Die Betrauung des Unternehmers mit der Betriebspflicht (§ 21 PBefG), der Beförderungspflicht (§ 22 PBefG) und der Tarifpflicht (§ 39 i.V.m. § 45 Abs. 2 PBefG) fällt in den Zuständigkeitsbereich der Genehmigungsbehörde, der eine Interventionsbefugnis durch das PBefG zusteht, denn nach § 2 Abs. 1 S. 1 Nr. 3 PBefG dürfen Linienverkehre mit Kraftfahrzeugen nicht ohne eine personenbeförderungsrechtliche Genehmigung erbracht werden. Die Genehmigungsbehörde schließt dazu mit dem Unternehmer einen öffentlichen Dienstleistungsauftrag in Form der Erteilung einer Linienverkehrsgenehmigung. Das ist möglich, da ein öffentlicher Dienstleistungsauftrag nach Art. 2 lit. i) VO 1370 auch eine Verwaltungsregelung für den Einzelfall in Form eines Verwaltungsaktes sein kann.
 
Die Betrauung des Unternehmers mit weiteren gemeinwirtschaftlichen Verpflichtungen ist hingegen nicht Sache der Genehmigungsbehörde. Insofern feht ihr eine weitergehende Interventionsbefugnis. Diese steht vielmehr dem ÖPNV-Aufgabenträger zu.
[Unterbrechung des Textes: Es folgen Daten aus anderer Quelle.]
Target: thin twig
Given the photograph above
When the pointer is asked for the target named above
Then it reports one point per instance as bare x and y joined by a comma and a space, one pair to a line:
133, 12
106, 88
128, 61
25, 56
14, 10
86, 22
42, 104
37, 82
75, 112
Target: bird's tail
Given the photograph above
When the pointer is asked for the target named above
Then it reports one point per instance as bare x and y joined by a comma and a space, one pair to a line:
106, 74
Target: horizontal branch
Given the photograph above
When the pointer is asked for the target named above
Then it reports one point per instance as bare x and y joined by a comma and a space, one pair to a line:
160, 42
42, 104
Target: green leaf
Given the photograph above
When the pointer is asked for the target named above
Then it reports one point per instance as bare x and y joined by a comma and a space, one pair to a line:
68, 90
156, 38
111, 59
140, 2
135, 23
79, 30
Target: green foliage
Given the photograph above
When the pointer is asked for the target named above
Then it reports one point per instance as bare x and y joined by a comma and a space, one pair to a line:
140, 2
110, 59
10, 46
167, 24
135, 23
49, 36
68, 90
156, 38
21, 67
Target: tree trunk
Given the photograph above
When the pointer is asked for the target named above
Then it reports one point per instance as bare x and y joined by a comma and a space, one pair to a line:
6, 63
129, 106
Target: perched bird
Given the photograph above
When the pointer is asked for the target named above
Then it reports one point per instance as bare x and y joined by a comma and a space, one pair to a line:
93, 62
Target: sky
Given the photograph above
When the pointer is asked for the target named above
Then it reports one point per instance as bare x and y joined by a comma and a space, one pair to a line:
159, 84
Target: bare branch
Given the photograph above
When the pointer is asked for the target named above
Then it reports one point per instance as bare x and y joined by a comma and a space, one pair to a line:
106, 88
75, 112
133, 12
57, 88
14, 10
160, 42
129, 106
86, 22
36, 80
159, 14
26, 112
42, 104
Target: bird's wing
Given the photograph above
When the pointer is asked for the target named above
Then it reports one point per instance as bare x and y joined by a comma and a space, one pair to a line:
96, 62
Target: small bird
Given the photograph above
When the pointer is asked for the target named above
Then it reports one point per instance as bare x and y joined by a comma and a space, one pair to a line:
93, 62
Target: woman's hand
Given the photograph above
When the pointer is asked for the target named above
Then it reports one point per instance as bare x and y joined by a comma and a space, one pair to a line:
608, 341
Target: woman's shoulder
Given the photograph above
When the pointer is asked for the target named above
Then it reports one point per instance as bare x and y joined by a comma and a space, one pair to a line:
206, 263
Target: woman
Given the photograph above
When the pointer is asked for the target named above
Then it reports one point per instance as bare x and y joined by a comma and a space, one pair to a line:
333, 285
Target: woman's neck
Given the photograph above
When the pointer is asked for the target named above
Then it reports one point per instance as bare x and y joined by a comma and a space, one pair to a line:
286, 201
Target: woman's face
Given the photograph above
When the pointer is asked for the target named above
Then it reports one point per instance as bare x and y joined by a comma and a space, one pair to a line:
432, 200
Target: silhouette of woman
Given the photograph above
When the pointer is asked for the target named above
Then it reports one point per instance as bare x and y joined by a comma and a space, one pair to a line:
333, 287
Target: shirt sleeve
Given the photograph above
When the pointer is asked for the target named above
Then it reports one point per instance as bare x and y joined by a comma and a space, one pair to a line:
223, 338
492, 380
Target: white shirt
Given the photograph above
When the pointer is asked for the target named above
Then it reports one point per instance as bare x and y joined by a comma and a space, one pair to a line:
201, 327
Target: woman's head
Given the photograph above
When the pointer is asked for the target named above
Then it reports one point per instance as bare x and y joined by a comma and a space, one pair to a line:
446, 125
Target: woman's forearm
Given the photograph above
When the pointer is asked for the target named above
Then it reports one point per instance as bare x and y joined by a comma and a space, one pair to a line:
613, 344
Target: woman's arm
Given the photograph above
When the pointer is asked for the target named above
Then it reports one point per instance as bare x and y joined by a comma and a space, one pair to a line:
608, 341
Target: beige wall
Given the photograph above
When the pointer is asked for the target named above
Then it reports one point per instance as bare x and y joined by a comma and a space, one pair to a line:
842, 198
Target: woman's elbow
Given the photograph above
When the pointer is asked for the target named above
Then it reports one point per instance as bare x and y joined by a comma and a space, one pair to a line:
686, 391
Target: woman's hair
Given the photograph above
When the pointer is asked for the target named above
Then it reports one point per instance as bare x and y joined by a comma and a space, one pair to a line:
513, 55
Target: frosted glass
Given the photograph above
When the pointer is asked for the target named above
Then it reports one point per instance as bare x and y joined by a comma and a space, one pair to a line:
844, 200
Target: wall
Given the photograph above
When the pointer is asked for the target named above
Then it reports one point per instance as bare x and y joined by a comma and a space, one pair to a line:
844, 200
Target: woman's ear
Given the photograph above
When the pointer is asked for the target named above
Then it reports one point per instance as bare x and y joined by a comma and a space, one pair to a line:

Dem ÖPNV-Aufgabenträger ist nach § 1 Regionalisierungsgesetz und § 8 Abs. 4 S. 3 und 4 PBefG die Aufgabe der Daseinsvorsorge zugewiesen, im Rahmen derer er eine ausreichende Bedienung der Bevölkerung mit ÖPNV-Leistungen sicherzustellen hat. Auf Grundlage dieser Bestimmungen kann auch der Aufgabenträger mit dem Unternehmer einen öffentlichen Dienstleistungsauftrag abschließen. 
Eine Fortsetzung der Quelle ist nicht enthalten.